Reivindica, a autora, uma dimensão de luta anticapitalista, mas não dá essa hegemonia à classe
trabalhadora. Hoje, segundo C.M. (e eu concordo) há cada vez mais um discurso
anticapitalista em vastos sectores da população, mas não necessariamente de
esquerda. Se assim é, só o reformismo radical está em condições de o captar. O
que eu não consigo concordar é a aparente desvalorização do trabalho que parece
emergir aqui.
Finalizando: depois de Marx,
Bakunine, levarem das boas neste livro, nem Hardt e Negri estão a salvo. Defendendo a democracia
representativa, Chantal Mouffe, ataca estes últimos autores por causa da sua
estratégia de renúncia, deserção e êxodo
para que se crie uma alternativa anticapitalista com a inevitabilidade de tomar
o poder com uma imensa multidão (os 99%?) e apta a conquistar os meios de
produção.
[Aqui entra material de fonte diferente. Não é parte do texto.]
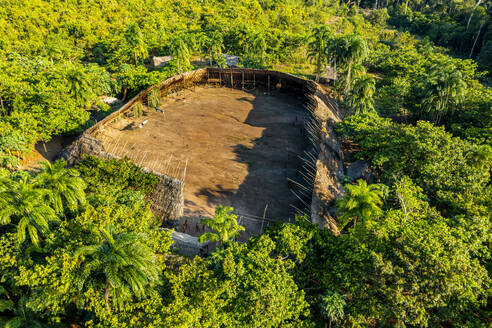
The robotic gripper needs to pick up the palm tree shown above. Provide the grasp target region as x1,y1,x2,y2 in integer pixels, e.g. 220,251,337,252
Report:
340,33,369,93
251,31,267,66
308,25,331,82
208,31,224,66
337,179,383,230
0,296,48,328
0,177,59,245
199,205,244,244
65,65,94,106
75,226,159,312
325,35,344,80
34,159,86,214
169,36,190,73
319,291,347,328
347,74,376,114
422,62,467,123
125,23,148,65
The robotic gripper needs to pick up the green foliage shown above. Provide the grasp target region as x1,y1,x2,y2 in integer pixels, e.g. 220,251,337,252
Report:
319,291,347,327
133,102,143,118
164,236,310,327
74,226,159,312
147,88,161,108
337,180,383,229
308,25,332,82
35,160,86,214
340,115,491,215
199,205,245,244
0,177,58,245
346,74,376,114
77,156,159,195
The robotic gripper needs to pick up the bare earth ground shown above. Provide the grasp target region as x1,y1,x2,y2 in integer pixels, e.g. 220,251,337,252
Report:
98,86,307,233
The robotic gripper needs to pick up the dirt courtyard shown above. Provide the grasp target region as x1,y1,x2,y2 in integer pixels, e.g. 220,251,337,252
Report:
98,86,307,229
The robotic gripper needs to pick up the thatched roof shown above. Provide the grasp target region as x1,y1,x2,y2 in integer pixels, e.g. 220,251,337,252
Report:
152,56,173,67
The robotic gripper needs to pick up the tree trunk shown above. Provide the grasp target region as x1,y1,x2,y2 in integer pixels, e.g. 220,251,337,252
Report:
345,59,352,94
466,0,482,31
104,280,111,312
468,21,485,58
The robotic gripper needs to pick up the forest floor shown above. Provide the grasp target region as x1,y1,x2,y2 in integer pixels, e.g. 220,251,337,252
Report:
98,86,307,237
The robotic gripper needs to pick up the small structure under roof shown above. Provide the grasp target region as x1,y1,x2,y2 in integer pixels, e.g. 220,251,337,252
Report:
222,54,240,67
152,56,173,67
171,230,209,257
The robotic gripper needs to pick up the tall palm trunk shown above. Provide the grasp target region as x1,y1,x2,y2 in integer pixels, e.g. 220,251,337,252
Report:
466,0,482,30
104,280,111,312
468,21,485,58
345,58,353,93
316,55,321,82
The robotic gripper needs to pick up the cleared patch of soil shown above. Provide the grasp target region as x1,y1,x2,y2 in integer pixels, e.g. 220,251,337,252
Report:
98,86,307,230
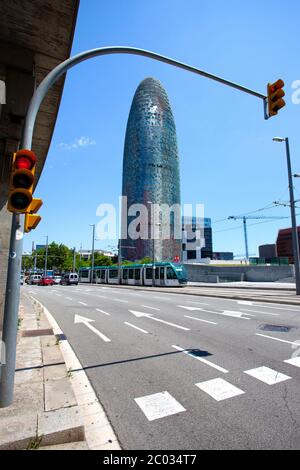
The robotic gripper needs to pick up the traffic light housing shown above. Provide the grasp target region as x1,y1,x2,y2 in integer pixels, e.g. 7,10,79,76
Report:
268,79,285,117
24,198,43,233
7,149,37,214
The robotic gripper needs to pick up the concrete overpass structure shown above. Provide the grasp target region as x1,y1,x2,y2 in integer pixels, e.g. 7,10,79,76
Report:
0,0,79,330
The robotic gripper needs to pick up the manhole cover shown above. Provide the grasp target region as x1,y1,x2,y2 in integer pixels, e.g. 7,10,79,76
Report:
259,323,295,333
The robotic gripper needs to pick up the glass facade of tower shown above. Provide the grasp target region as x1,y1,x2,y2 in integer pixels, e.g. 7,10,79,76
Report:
120,78,181,261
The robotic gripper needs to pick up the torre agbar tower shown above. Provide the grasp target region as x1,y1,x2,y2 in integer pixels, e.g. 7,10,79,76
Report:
119,78,181,261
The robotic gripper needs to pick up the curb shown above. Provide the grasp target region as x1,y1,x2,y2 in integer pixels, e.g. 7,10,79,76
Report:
30,295,121,450
80,283,300,308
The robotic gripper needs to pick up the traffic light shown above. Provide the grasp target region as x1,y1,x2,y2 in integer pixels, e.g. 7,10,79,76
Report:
268,79,285,117
24,198,43,233
7,149,36,214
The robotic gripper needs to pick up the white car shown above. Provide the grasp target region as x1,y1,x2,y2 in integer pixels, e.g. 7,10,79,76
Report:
53,276,61,284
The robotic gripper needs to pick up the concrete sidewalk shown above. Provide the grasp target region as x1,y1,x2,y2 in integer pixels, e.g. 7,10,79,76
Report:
0,295,120,450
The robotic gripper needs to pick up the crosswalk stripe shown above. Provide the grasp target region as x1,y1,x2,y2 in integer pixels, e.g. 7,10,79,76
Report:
134,391,186,421
244,366,291,385
195,378,245,401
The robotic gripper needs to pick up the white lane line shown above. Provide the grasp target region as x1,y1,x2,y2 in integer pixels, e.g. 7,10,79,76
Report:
195,378,245,401
96,308,110,315
244,366,291,385
242,308,280,317
134,391,186,421
177,305,251,320
253,303,300,313
184,315,218,325
74,315,111,343
283,357,300,367
124,321,148,334
172,344,229,374
129,310,190,331
187,300,210,305
255,333,299,346
141,305,160,311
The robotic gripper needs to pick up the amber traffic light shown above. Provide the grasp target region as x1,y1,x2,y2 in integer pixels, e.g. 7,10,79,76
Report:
24,198,43,233
7,149,36,214
267,79,285,117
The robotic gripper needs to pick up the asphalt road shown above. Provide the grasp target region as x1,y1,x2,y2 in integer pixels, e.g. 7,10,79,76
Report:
22,285,300,450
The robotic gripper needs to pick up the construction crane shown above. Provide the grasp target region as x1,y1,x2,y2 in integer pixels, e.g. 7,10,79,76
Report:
228,215,288,261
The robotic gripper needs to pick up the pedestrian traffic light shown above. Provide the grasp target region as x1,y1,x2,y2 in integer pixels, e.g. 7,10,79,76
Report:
24,198,43,233
268,79,285,117
7,149,36,214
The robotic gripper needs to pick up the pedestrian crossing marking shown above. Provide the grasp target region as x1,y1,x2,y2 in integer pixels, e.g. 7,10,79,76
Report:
134,391,186,421
195,378,245,401
244,366,291,385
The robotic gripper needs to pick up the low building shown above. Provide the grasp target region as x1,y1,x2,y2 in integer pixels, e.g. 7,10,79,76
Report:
213,251,233,261
276,227,300,264
258,243,277,259
78,250,115,261
182,216,213,263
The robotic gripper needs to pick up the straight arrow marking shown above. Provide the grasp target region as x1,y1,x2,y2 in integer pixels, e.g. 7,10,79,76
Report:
74,315,111,343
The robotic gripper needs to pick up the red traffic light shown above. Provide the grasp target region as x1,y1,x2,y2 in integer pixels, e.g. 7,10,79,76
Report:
15,149,36,170
267,79,285,117
7,149,37,213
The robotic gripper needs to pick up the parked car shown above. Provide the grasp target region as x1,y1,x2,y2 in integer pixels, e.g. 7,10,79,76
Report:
60,273,78,286
28,274,42,285
53,276,61,284
38,276,54,286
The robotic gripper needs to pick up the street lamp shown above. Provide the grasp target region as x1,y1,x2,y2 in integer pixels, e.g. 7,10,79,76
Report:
273,137,300,295
44,235,48,276
89,224,95,284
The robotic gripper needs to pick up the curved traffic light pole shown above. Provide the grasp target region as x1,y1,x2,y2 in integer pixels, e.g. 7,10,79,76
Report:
0,46,268,408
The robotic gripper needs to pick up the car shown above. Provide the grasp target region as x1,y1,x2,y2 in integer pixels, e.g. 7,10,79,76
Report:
28,274,42,285
60,273,78,286
38,276,54,286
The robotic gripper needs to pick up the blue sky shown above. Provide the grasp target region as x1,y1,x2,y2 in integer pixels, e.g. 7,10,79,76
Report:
24,0,300,254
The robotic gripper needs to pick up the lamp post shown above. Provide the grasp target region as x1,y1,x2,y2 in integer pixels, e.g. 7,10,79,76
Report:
273,137,300,295
44,235,48,276
90,224,95,284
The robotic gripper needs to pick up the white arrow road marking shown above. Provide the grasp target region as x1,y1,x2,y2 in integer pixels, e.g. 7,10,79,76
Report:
96,308,110,315
124,321,148,334
74,314,111,343
255,333,299,346
141,305,160,311
177,305,250,320
172,344,229,374
129,310,190,331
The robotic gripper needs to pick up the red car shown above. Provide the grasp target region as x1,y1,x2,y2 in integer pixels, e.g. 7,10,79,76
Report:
38,276,54,286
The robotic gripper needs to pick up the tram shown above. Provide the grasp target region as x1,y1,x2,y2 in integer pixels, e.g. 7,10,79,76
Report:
78,262,187,287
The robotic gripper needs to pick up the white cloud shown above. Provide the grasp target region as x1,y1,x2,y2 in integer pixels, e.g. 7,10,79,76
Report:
58,135,96,150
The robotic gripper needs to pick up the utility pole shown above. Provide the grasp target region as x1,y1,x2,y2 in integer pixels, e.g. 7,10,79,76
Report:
243,216,249,262
44,235,48,276
90,224,95,284
73,246,76,273
273,137,300,295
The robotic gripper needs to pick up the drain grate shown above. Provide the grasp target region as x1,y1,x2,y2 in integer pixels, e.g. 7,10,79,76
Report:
258,323,295,333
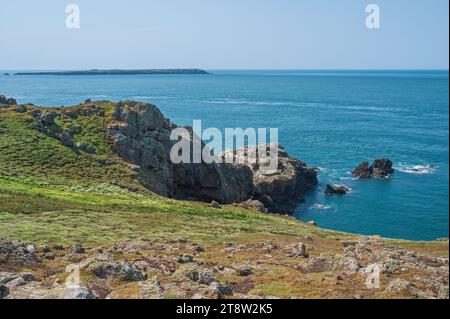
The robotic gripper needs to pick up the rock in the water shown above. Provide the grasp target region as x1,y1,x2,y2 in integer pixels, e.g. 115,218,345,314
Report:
325,184,348,195
352,158,394,179
370,158,394,178
352,162,372,179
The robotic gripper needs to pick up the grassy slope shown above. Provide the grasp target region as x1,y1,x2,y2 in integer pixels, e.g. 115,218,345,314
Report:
0,103,442,251
0,104,344,243
0,104,448,298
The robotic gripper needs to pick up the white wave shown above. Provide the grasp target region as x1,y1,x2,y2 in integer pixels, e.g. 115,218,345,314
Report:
397,164,436,175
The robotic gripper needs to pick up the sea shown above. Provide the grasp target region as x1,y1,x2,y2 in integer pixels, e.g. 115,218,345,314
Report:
0,70,449,240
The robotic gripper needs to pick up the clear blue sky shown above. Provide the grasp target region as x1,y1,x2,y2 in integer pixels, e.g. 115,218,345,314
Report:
0,0,449,70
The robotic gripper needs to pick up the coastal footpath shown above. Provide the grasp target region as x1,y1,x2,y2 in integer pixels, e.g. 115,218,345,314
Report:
0,97,449,299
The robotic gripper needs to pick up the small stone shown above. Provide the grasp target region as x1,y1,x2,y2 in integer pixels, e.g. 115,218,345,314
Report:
45,252,56,260
194,245,205,253
178,254,194,264
239,266,253,277
20,272,35,281
0,284,9,299
209,200,222,209
26,245,36,254
72,244,85,254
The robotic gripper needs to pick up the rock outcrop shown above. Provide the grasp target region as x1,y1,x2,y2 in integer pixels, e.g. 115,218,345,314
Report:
0,95,17,108
352,158,394,179
325,184,348,195
107,101,317,213
0,236,449,299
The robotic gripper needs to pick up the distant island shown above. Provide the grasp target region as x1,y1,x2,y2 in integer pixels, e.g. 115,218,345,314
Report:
14,69,210,75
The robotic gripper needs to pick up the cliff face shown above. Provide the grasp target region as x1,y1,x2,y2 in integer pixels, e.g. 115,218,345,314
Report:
107,101,317,213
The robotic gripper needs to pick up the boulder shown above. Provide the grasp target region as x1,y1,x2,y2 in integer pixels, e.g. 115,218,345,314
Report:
41,111,58,126
352,158,394,179
0,237,39,263
325,184,348,195
89,261,147,281
370,158,394,178
288,242,309,258
0,95,17,106
58,132,74,147
72,244,85,254
0,284,9,299
209,200,222,209
352,162,372,179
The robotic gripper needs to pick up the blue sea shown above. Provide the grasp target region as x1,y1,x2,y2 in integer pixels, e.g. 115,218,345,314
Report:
0,71,449,240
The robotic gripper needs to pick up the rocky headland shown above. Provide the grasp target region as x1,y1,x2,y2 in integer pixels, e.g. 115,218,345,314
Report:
8,101,317,213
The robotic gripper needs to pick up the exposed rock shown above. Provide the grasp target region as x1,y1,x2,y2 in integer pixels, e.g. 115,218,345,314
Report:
352,158,394,179
41,111,58,126
194,245,205,253
288,243,309,258
178,254,194,264
242,199,269,213
352,162,372,179
0,237,39,263
370,158,394,178
386,279,419,297
209,200,222,209
0,95,17,107
89,261,147,281
76,142,99,154
0,284,9,299
325,184,348,195
57,287,95,299
72,244,85,254
238,266,253,277
58,132,74,147
45,252,56,260
107,101,317,213
26,245,36,254
28,109,42,119
209,281,233,298
14,105,28,113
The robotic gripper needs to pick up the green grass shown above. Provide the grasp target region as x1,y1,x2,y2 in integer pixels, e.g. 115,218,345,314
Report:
0,179,344,244
0,103,442,252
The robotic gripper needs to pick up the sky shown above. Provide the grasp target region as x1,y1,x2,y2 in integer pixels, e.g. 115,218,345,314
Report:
0,0,449,70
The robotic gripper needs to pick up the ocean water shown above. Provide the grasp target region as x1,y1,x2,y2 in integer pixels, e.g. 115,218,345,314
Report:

É lógico, que tanto Hardt como Negri defendem a estratégia do «comum» que não existe em nenhuma
Constituição iluminista. A propriedade ou é privada, pública, cooperativa, mas
«comum» está quieto!... Mouffe chega ao ponto de não rejeitar os partidos
políticos e os parlamentos actuais que ainda desempenham, com todas as
maleitas, um papel simbólico. Pergunta-se, humildemente, de quê? Conclui,
Chantal Mouffe, afirmando entre outras coisas, a inadequação da palavra «comum»
e a crítica à crítica da democracia parlamentar, ainda fogosa, não fossem os
reformistas radicais propor torná-la ainda mais representativa.